Espinoza: Who’s next?

IS the order of the Securities and Exchange Commission (SEC) to close Rappler News, for alleged violation of the law on 100 percent Filipino ownership of mass media only a coverup of the administration’s true intention? It’s no secret that Rappler is considered hostile to the administration, particularly on the issue of extrajudicial killings in President Duterte’s tough drive against illegal drugs.

During his State of the Nation Address last year, President Duterte identified Rappler as American-owned. He even mentioned ABS-CBN but not in detail.
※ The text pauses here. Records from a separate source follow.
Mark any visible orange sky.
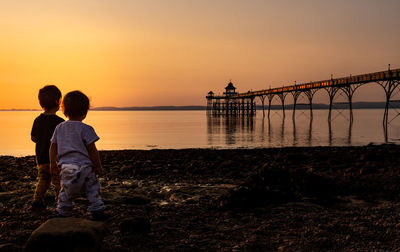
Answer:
[0,0,400,109]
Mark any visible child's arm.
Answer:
[49,143,58,174]
[87,142,103,177]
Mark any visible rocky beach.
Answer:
[0,145,400,251]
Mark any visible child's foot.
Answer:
[29,202,46,211]
[91,210,110,221]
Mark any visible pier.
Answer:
[206,65,400,128]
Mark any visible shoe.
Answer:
[90,210,110,221]
[29,202,46,212]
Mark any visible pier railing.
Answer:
[206,65,400,130]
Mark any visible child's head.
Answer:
[62,91,90,118]
[39,85,61,111]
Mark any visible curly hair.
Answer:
[38,85,61,110]
[62,91,90,117]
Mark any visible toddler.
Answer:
[50,91,105,220]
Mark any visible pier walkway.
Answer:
[206,65,400,127]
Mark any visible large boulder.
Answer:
[24,218,106,252]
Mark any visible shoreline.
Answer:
[0,144,400,251]
[0,142,400,158]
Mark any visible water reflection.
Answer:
[207,109,378,147]
[207,115,255,145]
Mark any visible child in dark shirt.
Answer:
[31,85,64,210]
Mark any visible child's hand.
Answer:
[94,166,103,177]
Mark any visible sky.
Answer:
[0,0,400,109]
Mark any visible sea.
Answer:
[0,109,400,156]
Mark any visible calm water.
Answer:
[0,110,400,156]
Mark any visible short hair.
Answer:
[38,85,61,110]
[62,91,90,117]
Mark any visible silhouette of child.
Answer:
[31,85,64,210]
[50,91,105,220]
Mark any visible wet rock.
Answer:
[120,216,151,235]
[0,243,22,252]
[25,218,106,252]
[117,194,150,205]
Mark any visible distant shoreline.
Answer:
[0,102,400,111]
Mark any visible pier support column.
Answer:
[342,83,363,123]
[259,95,266,117]
[377,78,400,131]
[304,89,318,120]
[277,93,288,119]
[325,87,339,124]
[290,91,301,120]
[267,94,274,118]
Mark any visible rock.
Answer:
[119,194,150,205]
[120,216,151,235]
[25,218,106,252]
[0,243,21,252]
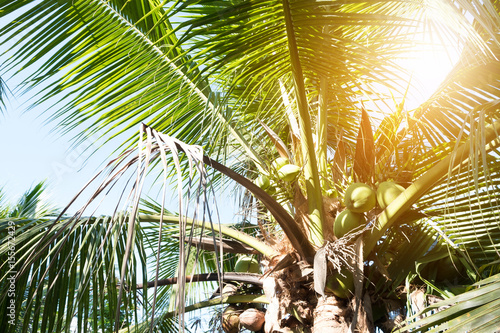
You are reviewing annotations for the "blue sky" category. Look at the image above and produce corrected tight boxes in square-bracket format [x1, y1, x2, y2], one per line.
[0, 5, 456, 220]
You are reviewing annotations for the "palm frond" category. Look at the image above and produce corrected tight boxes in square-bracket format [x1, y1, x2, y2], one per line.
[397, 274, 500, 332]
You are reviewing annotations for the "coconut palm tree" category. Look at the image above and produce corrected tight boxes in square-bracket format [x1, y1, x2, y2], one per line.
[0, 0, 500, 332]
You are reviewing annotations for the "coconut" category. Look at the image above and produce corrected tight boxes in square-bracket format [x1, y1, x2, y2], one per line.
[240, 308, 265, 331]
[333, 209, 366, 238]
[222, 305, 240, 333]
[271, 157, 290, 170]
[234, 256, 260, 273]
[344, 183, 377, 213]
[255, 175, 271, 190]
[278, 164, 300, 182]
[377, 182, 405, 209]
[325, 269, 354, 298]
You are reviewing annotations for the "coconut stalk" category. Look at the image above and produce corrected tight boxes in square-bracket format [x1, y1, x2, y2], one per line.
[364, 121, 500, 258]
[283, 0, 325, 247]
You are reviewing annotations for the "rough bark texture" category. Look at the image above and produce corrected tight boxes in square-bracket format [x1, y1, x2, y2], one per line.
[263, 265, 365, 333]
[312, 296, 352, 333]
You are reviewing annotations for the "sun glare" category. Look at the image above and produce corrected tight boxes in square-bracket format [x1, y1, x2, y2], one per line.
[398, 27, 460, 110]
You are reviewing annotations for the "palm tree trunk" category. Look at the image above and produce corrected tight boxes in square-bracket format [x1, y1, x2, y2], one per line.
[312, 296, 351, 333]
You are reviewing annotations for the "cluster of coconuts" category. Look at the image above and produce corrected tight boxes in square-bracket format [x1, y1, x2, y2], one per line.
[333, 181, 405, 238]
[222, 305, 265, 333]
[222, 256, 265, 333]
[255, 157, 300, 194]
[325, 181, 405, 298]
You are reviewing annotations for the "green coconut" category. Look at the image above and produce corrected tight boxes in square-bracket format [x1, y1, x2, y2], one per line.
[278, 164, 300, 182]
[333, 209, 366, 238]
[325, 269, 354, 298]
[377, 182, 405, 209]
[234, 256, 260, 273]
[255, 175, 271, 190]
[344, 183, 377, 213]
[271, 157, 290, 170]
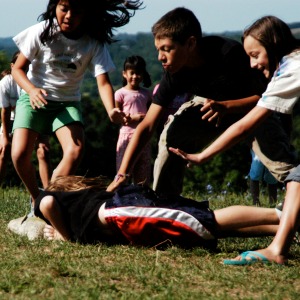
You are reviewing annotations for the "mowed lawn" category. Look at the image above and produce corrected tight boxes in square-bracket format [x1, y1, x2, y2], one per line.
[0, 188, 300, 300]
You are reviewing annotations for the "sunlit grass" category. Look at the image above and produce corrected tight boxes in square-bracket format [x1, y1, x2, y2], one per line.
[0, 188, 300, 299]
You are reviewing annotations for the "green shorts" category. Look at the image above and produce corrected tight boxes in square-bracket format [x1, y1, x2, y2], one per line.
[13, 94, 83, 134]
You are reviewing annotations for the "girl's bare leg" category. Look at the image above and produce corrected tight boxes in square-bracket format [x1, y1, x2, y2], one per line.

This administration’s intention to close Rappler has a chilling effect on freedom of the press and could only be the beginning of more to come. SEC already forwarded its ruling to the Department of Justice. This simply suggests that criminal prosecution would follow against Filipino stockholders of Rappler, Inc., who are believed to be dummies of foreign investors.

SEC spokesman Armand Pan denied that the order was politically motivated. But he admitted that SEC scrutinized Rappler’s ownership due to an “initial formal request” from the Office of the Solicitor General (OSG). So, without that formal request from OSG, SEC would not have looked into the status of Rappler, Inc. Rappler CEO Maria Ressa said they religiously complied with SEC’s requirements.

SEC may have legal basis to close Rappler, but it cannot hide the fact that closing this multimedia outfit would mean one less acerbic critic of the administration. So, who’s next?

SEC revoked the certificate of incorporation of Rappler, Inc. because it allegedly sold control to foreigners. But Ressa denied it and said they were not afforded due process.

According to SEC, Rappler violated the constitutional restrictions on ownership and control of mass media entities because of money coming from Omidyar Network, a fund created by eBay founder and entrepreneur Pierre Omidyar. SEC voided Omidyar’s Philippine Depositary Receipt (PDR), a financial instrument that does not give the owner voting rights in the Board or a say in the management. SEC even accepted the PDRs that Rappler submitted in 2015.

Militant legislators condemned the SEC ruling as an “attack against press freedom.” But Malacañang said it’s not an infringement of press freedom because Rappler violated the Constitutional restrictions on foreign equity in mass media.

We’re not saying that because Rappler is a news outlet it is exempt from following laws, rules and regulations. But what is abhorrent is the manner it was ordered closed. In simple words, Rappler is not a sari-sari store.

As a media outlet, Rappler should not be closed or prevented from performing its media work. This is where the closure order is suspect. Rappler should be allowed to operate while it rehabilitates its corporate existence, if necessary.

Aside from the press freedom issue, the SEC’s ruling could also affect the business interests of non-Filipinos who may have invested huge funds in domestic corporations, like real estate, which is purely for Filipinos.

US President Trump has been subjected to attacks and jokes by media outfits in America but he never ordered their investigation or attempted to close them down. This is one American trait that somehow didn’t inspire us.